Commissioned by Sound Travels in 2003, the Singing Maze is a “sonic treasure hunt” that took place on Toronto’s Centre Island. It is a whimsical fairy tale in which riddles are offered at various sites across the island. The story of a girl who metamorphosed into a bird unfolds, as the riddles point to fantastical sights and sounds of birds, musicians playing and singing. Using low watt radio devices to create sonic illusions, participants are gradually led into a shrubbery maze where mysterious voices colour their path.
The riddles refer to different birds that actually frequent Toronto’s islands; the pigeon, swan and loon. The solution to each riddle can be found by an electroacoustic soundtrack made from the sounds of each bird, played on a cd player or radio. The music is playful and somewhat irreverant, since the idea of “purely natural sounds” in this environment so close to our nation’s largest city is unrealistic.
The Singing Maze is based loosely on the idea of “soundwalk,” as in the practice of acoustic ecology. However, in this case, participants and children of all ages are encouraged to find the solution to the riddle through acute listening. This piece was created as a response to the gruesome murder of a young girl in Toronto in 2003, creating pandemic fear for childrens’ safety. The Singing Maze is intended to give a secure context in which to wander, hide and discover.
“The girl (was it Leda?) was so gifted in song that only winged creatures could follow along. Her voice did beguile them, and will lead you on to find the next clue with the trumpeter swan.”
All of the riddles in the Singing Maze were composed while in residency at the Gibraltar Point Arts Centre on Toronto Island. The bird references are because of their actual presence on the island. The swan ride at Centre Island is a familiar site to all locals. The accompanying soundtrack reflects the comic nature of this particular “wildlife” siting with a jazzy trumpet riff.
The next riddle was meant to be with a performer in a swan boat, but although an agreement was made prior to event, the manager refused to allow participation in the event.

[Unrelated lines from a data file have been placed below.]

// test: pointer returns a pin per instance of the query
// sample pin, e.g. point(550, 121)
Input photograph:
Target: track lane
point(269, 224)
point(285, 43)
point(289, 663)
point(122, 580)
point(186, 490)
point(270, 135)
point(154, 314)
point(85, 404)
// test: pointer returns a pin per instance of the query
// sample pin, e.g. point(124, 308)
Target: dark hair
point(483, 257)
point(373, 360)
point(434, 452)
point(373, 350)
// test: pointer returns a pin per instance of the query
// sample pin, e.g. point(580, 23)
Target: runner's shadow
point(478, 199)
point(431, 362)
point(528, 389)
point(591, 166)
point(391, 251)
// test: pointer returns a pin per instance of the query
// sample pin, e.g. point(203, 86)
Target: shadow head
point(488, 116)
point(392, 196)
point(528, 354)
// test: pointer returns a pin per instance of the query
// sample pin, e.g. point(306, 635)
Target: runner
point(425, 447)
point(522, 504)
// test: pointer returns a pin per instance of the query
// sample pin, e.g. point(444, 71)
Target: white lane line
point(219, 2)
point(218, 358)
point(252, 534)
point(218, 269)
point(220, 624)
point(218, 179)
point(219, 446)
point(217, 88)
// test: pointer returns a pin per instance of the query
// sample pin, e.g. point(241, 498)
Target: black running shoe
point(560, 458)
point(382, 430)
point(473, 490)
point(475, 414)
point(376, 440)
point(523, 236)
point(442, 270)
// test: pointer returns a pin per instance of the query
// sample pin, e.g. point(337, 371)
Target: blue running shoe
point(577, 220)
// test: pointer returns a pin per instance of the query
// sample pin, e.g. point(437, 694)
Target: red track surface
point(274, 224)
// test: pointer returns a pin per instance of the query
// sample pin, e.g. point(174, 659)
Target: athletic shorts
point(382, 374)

From the top of the bridge in Centre Island, just next to the fountain is a square of lawn with 16 trees placed symmetrically. Despite their formal order, they hold a promise of the wild. Faeries (island locals) could be seen running, hiding and running again in a seemingly silent dance, just in front of … the Singing Maze.
At the center of the maze is the tallest tree. In that tree, a low watt radio transmitter was placed, transmitting on the FM dial out to any radio tuned to that frequency. There I am, singing into a microphone which is plugged into the transmitter. I’m a radio pirate!! I’m singing like a bird and dropping feathers down to all who make it to the center of the Singing Maze.
The hedge is a wondrously mysterious space, where hidden radios are playing the sounds of the mythical girl-bird, calling participants to go this way and that way.
This piece was created as a response to the gruesome murder of a young girl in Toronto in 2003, causing pandemic fear for child safety in that area.The Singing Maze is intended to give a secure context in which to wander, hide and discover.
Performers were members of the Toronto music community, locals from the Island or friends. As always, audience members are gradually coerced into participating.